Der Tag der Apotheke wird seit 1998 von der Abda ausgerufen. Ziel ist es, auf gesundheitspolitische Entwicklungen und die Wichtigkeit der Apotheken hinzuweisen. Bislang war der 7. Juni immer mit positiven Attributen verbunden. Doch in diesem Jahr sieht die Welt anders aus, so Abda-Präsidentin Gabriele Regina Overwiening. „Die Versorgung in der Fläche ist in Gefahr.“ Overwiening sieht die Apotheken vor allem am Tag der Apotheke als Anwälte der Patient:innen.
Am Montag traf sich die Abda-Spitze im Bundesgesundheitsministerium mit Professor Karl Lauterbach. Ins Detail geht Overwiening nicht. „Wir bleiben im Dialog, die Pläne in der Entwicklung weiter zu begleiten. Der Tag der Apotheke ist Teil der Kommunikationsstrategie“, so die Abda-Präsidentin. Das BMG habe die bedrohliche Lage der Apotheken erkannt, aber man sei sich nicht in der Wahl der Mittel einig, was man dagegen tut. „Die Ressortabstimmung ist intensiv“, so Overwiening. Es würden verschiedene Bereiche angesprochen, die zu Modifizierung und Verzögerung des Entwurfes führen. Dies habe der Minister deutlich gemacht.
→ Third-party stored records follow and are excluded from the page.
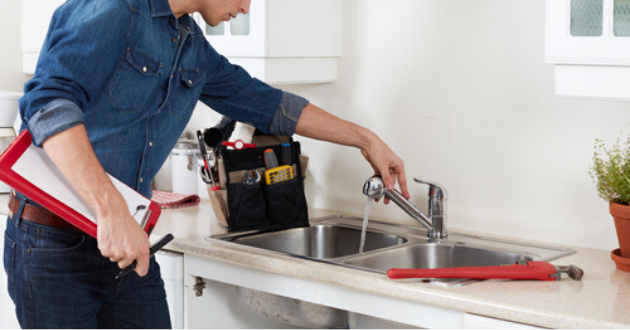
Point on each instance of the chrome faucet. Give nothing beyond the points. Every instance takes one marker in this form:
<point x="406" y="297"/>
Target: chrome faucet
<point x="435" y="222"/>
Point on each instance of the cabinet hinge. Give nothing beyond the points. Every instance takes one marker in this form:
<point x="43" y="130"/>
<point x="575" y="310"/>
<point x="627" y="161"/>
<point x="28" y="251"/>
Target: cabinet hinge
<point x="199" y="286"/>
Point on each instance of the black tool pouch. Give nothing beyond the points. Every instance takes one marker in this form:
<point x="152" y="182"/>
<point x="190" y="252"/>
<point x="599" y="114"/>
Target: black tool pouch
<point x="245" y="199"/>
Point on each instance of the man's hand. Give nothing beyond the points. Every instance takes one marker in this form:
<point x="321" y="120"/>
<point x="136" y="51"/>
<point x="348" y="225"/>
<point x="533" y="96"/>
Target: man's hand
<point x="388" y="165"/>
<point x="119" y="236"/>
<point x="319" y="124"/>
<point x="121" y="239"/>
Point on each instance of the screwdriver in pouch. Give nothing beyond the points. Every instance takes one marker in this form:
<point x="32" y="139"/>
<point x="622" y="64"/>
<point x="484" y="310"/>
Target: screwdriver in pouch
<point x="270" y="159"/>
<point x="285" y="153"/>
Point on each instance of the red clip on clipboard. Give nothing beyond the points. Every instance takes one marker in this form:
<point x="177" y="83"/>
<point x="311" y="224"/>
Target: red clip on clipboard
<point x="29" y="170"/>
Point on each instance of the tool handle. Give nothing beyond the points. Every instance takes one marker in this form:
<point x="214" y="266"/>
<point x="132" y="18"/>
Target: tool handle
<point x="238" y="145"/>
<point x="270" y="159"/>
<point x="153" y="250"/>
<point x="534" y="270"/>
<point x="285" y="153"/>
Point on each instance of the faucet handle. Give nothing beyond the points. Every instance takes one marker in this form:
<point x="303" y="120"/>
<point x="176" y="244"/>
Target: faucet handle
<point x="441" y="193"/>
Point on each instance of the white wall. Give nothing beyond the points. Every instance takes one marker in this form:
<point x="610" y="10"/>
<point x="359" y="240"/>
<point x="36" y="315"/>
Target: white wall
<point x="11" y="76"/>
<point x="461" y="92"/>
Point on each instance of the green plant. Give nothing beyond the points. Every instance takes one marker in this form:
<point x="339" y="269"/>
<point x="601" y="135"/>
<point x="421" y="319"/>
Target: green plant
<point x="611" y="171"/>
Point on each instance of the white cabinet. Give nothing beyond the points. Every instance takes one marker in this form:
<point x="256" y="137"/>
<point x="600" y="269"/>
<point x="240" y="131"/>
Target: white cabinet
<point x="279" y="41"/>
<point x="283" y="41"/>
<point x="172" y="271"/>
<point x="36" y="15"/>
<point x="589" y="43"/>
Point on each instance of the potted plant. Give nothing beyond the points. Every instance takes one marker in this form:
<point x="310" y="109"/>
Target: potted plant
<point x="611" y="172"/>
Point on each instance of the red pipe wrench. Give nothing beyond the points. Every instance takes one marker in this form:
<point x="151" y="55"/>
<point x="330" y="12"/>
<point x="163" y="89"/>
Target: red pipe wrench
<point x="533" y="270"/>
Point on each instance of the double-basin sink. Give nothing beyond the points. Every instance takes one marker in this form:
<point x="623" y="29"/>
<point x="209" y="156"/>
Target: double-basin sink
<point x="335" y="240"/>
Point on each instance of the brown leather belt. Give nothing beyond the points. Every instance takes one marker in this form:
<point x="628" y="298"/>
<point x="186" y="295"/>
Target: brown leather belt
<point x="40" y="215"/>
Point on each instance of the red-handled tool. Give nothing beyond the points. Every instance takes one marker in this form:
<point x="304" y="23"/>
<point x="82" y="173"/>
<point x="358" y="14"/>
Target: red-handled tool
<point x="533" y="270"/>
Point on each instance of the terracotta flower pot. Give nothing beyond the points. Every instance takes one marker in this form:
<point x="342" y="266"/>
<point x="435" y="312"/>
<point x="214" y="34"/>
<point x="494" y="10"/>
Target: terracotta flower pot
<point x="621" y="214"/>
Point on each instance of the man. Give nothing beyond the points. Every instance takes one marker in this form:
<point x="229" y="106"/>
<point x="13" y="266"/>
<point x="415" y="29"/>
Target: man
<point x="115" y="85"/>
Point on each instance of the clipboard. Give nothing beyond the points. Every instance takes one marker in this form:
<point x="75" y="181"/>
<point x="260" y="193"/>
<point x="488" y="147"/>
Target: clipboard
<point x="30" y="171"/>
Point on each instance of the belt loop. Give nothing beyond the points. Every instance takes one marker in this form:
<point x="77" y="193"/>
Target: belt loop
<point x="18" y="215"/>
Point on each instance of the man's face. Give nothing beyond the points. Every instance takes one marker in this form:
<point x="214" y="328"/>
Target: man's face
<point x="216" y="11"/>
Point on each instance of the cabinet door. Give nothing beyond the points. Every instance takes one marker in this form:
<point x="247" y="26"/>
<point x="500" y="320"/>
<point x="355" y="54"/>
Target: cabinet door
<point x="588" y="32"/>
<point x="589" y="43"/>
<point x="243" y="36"/>
<point x="218" y="308"/>
<point x="36" y="15"/>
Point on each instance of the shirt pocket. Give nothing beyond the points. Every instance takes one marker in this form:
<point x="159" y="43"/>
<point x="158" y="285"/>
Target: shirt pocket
<point x="187" y="92"/>
<point x="134" y="81"/>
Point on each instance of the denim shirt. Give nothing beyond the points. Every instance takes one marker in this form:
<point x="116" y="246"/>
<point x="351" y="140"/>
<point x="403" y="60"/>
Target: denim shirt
<point x="132" y="73"/>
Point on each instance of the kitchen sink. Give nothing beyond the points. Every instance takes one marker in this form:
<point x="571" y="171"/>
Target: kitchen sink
<point x="437" y="255"/>
<point x="320" y="241"/>
<point x="335" y="240"/>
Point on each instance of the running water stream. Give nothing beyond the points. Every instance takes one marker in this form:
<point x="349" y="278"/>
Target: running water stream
<point x="366" y="215"/>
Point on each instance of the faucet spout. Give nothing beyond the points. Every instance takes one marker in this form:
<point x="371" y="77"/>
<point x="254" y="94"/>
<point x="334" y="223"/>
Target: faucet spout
<point x="434" y="222"/>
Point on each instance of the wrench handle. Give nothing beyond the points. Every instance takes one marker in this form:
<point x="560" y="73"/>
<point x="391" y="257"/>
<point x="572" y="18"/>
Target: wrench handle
<point x="534" y="270"/>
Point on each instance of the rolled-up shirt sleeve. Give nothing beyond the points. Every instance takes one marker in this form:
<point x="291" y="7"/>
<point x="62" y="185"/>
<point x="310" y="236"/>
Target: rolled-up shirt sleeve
<point x="231" y="91"/>
<point x="74" y="65"/>
<point x="288" y="113"/>
<point x="57" y="116"/>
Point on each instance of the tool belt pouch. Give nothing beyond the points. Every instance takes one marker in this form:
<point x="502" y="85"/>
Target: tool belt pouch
<point x="247" y="199"/>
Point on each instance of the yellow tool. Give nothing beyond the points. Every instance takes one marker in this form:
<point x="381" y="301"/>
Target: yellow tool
<point x="279" y="174"/>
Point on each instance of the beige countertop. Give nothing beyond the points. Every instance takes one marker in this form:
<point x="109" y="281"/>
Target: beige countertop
<point x="598" y="301"/>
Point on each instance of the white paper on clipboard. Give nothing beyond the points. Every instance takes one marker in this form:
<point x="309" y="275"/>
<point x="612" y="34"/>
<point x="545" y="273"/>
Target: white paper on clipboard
<point x="35" y="166"/>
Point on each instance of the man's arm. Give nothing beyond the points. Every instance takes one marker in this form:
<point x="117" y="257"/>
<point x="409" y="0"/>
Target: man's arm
<point x="119" y="236"/>
<point x="319" y="124"/>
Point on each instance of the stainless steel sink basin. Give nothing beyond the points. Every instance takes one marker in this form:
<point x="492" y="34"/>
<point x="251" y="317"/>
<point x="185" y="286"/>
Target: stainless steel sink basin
<point x="335" y="240"/>
<point x="436" y="255"/>
<point x="320" y="241"/>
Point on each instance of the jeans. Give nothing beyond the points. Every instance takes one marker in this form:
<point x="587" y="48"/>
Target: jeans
<point x="59" y="279"/>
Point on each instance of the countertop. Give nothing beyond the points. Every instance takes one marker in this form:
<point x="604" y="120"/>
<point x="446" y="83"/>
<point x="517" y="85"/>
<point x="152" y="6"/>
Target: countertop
<point x="600" y="300"/>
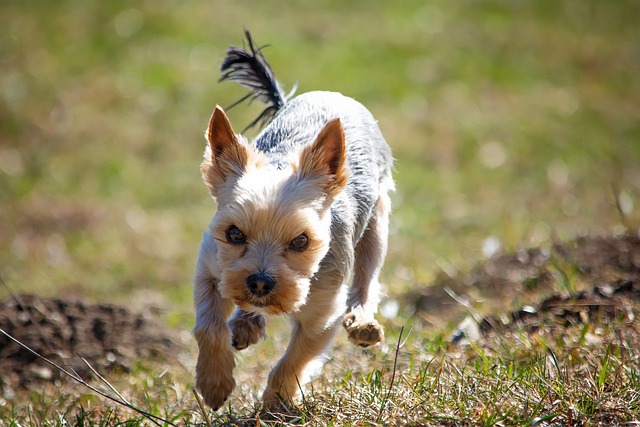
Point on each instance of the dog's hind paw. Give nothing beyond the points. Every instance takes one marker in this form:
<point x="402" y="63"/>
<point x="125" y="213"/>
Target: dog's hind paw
<point x="362" y="333"/>
<point x="246" y="330"/>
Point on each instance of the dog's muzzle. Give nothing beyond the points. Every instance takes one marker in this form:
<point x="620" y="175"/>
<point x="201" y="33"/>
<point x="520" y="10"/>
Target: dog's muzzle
<point x="260" y="284"/>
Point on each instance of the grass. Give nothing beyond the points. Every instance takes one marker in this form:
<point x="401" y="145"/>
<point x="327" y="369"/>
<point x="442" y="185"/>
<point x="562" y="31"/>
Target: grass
<point x="517" y="122"/>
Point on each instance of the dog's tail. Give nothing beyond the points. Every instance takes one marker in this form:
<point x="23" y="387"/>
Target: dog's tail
<point x="251" y="69"/>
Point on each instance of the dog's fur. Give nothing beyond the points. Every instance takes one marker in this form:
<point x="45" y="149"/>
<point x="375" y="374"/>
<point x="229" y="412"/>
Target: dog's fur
<point x="301" y="229"/>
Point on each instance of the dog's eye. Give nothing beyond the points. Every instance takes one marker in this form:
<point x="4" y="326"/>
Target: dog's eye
<point x="234" y="235"/>
<point x="300" y="243"/>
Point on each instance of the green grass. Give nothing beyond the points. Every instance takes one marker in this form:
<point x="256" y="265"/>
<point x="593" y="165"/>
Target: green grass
<point x="517" y="120"/>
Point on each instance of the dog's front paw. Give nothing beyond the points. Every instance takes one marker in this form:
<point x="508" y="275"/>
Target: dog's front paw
<point x="215" y="390"/>
<point x="246" y="330"/>
<point x="363" y="333"/>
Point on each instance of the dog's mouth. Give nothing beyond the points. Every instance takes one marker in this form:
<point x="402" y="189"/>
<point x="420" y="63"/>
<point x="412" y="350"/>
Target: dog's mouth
<point x="264" y="305"/>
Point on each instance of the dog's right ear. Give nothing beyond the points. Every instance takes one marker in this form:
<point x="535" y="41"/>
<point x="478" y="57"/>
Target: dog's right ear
<point x="225" y="158"/>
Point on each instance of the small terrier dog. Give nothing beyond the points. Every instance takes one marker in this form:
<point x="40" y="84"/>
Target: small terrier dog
<point x="300" y="229"/>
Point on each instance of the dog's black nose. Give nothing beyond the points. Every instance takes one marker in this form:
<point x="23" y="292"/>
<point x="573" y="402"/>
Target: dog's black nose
<point x="260" y="284"/>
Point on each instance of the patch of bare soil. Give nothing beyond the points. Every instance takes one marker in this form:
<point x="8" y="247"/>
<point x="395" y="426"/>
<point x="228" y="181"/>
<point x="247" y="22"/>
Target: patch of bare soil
<point x="606" y="268"/>
<point x="107" y="336"/>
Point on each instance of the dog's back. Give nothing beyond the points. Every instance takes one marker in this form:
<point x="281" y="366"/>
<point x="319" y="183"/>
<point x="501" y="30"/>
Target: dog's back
<point x="368" y="155"/>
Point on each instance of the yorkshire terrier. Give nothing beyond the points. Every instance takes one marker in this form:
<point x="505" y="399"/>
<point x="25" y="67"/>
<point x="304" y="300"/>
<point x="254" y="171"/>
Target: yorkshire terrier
<point x="300" y="229"/>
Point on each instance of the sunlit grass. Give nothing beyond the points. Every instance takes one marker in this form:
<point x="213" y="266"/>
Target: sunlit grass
<point x="515" y="121"/>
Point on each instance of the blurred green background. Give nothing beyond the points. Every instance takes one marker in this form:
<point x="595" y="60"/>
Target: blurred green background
<point x="513" y="123"/>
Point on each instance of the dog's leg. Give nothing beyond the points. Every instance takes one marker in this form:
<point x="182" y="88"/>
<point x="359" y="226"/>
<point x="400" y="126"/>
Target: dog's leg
<point x="313" y="329"/>
<point x="215" y="363"/>
<point x="362" y="328"/>
<point x="306" y="345"/>
<point x="246" y="328"/>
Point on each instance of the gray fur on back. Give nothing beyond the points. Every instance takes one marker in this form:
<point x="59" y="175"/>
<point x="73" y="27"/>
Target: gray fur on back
<point x="369" y="160"/>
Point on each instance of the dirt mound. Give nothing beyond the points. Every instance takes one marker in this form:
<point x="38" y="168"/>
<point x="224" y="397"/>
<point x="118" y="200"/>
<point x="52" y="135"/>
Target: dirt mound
<point x="606" y="268"/>
<point x="108" y="336"/>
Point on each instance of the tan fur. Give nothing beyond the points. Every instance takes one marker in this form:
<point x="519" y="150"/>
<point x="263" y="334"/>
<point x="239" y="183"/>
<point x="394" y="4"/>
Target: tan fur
<point x="271" y="208"/>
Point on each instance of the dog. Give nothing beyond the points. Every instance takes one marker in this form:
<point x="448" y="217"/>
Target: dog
<point x="300" y="229"/>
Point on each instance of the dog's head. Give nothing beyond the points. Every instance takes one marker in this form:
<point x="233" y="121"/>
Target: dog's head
<point x="272" y="226"/>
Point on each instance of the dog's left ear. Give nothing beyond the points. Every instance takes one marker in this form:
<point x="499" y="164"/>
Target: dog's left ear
<point x="325" y="159"/>
<point x="226" y="157"/>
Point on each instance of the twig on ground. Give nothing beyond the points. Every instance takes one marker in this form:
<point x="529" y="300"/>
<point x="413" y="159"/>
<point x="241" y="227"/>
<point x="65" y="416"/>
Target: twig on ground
<point x="202" y="408"/>
<point x="393" y="376"/>
<point x="153" y="418"/>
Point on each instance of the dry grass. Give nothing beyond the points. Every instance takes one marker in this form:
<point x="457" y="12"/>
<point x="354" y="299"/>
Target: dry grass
<point x="513" y="124"/>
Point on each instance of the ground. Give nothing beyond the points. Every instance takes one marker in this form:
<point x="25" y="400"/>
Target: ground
<point x="109" y="337"/>
<point x="604" y="273"/>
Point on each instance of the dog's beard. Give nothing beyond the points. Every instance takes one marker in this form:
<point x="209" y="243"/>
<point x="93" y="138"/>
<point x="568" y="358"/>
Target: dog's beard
<point x="287" y="297"/>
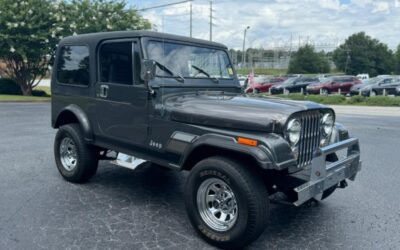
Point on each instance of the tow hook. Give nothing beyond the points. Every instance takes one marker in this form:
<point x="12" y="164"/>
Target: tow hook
<point x="343" y="184"/>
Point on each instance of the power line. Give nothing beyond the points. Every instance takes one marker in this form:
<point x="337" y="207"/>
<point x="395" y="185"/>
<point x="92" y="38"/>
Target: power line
<point x="164" y="5"/>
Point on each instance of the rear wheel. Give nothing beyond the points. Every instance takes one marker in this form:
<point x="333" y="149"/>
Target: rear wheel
<point x="227" y="203"/>
<point x="76" y="161"/>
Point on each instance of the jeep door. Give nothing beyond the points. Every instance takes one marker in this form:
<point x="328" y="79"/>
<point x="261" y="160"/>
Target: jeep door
<point x="121" y="107"/>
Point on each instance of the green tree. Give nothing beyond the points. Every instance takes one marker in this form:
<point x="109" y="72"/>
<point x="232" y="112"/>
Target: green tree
<point x="30" y="31"/>
<point x="397" y="60"/>
<point x="362" y="54"/>
<point x="307" y="60"/>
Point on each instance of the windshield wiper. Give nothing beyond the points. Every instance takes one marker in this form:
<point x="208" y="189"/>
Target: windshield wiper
<point x="205" y="72"/>
<point x="164" y="68"/>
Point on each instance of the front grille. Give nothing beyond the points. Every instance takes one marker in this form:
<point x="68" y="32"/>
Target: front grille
<point x="309" y="137"/>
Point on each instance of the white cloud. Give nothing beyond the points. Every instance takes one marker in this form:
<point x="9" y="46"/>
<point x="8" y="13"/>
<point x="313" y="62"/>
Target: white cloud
<point x="274" y="22"/>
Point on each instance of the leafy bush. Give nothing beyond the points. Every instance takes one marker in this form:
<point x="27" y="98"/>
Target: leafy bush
<point x="9" y="87"/>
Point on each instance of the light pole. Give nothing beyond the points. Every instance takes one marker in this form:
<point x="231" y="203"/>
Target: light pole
<point x="244" y="43"/>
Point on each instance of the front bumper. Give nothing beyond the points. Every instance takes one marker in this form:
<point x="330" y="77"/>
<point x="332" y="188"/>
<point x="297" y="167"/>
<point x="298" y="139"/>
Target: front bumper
<point x="323" y="176"/>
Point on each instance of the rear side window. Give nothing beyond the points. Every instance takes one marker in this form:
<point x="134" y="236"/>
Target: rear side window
<point x="73" y="65"/>
<point x="116" y="64"/>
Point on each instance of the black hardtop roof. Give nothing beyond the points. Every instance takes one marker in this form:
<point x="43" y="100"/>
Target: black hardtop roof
<point x="98" y="37"/>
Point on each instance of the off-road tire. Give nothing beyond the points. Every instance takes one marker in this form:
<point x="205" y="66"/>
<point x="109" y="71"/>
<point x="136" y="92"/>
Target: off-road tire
<point x="251" y="196"/>
<point x="87" y="156"/>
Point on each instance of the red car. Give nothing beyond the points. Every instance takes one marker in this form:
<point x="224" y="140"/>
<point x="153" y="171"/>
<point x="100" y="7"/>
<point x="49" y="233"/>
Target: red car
<point x="263" y="84"/>
<point x="333" y="85"/>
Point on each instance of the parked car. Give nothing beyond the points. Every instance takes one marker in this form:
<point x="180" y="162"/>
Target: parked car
<point x="293" y="85"/>
<point x="333" y="85"/>
<point x="388" y="87"/>
<point x="263" y="84"/>
<point x="242" y="80"/>
<point x="363" y="77"/>
<point x="139" y="96"/>
<point x="366" y="87"/>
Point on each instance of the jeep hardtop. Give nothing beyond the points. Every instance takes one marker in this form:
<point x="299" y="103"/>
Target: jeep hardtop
<point x="137" y="96"/>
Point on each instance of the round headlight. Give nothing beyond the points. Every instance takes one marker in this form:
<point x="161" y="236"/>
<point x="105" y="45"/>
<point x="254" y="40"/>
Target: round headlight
<point x="327" y="123"/>
<point x="293" y="131"/>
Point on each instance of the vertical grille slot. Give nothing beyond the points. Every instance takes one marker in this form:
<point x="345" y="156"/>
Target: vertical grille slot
<point x="309" y="137"/>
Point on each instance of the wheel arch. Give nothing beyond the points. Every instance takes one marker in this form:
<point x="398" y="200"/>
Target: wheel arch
<point x="74" y="114"/>
<point x="251" y="156"/>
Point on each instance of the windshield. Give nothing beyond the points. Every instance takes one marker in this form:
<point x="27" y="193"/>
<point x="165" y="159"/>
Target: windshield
<point x="289" y="81"/>
<point x="372" y="81"/>
<point x="190" y="61"/>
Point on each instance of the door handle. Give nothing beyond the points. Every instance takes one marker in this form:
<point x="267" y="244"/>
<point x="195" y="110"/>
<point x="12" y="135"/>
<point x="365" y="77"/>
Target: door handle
<point x="103" y="91"/>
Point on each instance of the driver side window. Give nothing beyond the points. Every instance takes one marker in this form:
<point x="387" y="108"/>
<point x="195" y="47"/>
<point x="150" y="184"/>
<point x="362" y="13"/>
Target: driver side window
<point x="119" y="63"/>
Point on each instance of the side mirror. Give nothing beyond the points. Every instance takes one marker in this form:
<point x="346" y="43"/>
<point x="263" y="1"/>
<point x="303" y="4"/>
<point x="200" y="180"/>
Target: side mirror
<point x="148" y="70"/>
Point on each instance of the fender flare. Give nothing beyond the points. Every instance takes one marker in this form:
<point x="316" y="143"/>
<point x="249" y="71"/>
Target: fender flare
<point x="228" y="143"/>
<point x="82" y="118"/>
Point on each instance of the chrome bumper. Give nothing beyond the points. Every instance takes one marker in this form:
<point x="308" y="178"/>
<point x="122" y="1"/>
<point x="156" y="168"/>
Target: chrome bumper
<point x="324" y="176"/>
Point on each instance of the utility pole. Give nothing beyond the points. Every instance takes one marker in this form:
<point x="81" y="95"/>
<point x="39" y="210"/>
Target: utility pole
<point x="244" y="43"/>
<point x="191" y="19"/>
<point x="211" y="10"/>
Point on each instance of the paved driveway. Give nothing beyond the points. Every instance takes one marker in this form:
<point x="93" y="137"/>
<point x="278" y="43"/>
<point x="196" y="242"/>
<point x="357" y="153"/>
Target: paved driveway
<point x="143" y="209"/>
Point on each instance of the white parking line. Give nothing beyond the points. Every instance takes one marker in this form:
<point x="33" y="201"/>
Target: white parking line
<point x="364" y="110"/>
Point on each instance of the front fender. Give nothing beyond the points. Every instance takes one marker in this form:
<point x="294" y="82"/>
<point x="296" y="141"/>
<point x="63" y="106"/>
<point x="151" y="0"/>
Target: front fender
<point x="228" y="144"/>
Apotheken stehen unter Druck. Ursachen sind Personalengpässe, Lieferengpässe und die nicht mehr zu ertragende Überbürokratisierung sowie die überfällige Honoraranpassung. Kein Wunder, dass die Zahl der Apotheken in den vergangenen 20 Jahren um mehr als 20 Prozent gesunken ist. Allein im vergangenen Jahr haben 500 Apotheken für immer geschlossen. Deutschland befinde sich bei der Apothekendichte im europäischen Vergleich im unteren Drittel – der europäische Schnitt liegt bei 32 Apotheken, die 100.000 Menschen versorgen. Hierzulande sind es nur noch 20,8 Apotheken, die 100.000 Menschen versorgen.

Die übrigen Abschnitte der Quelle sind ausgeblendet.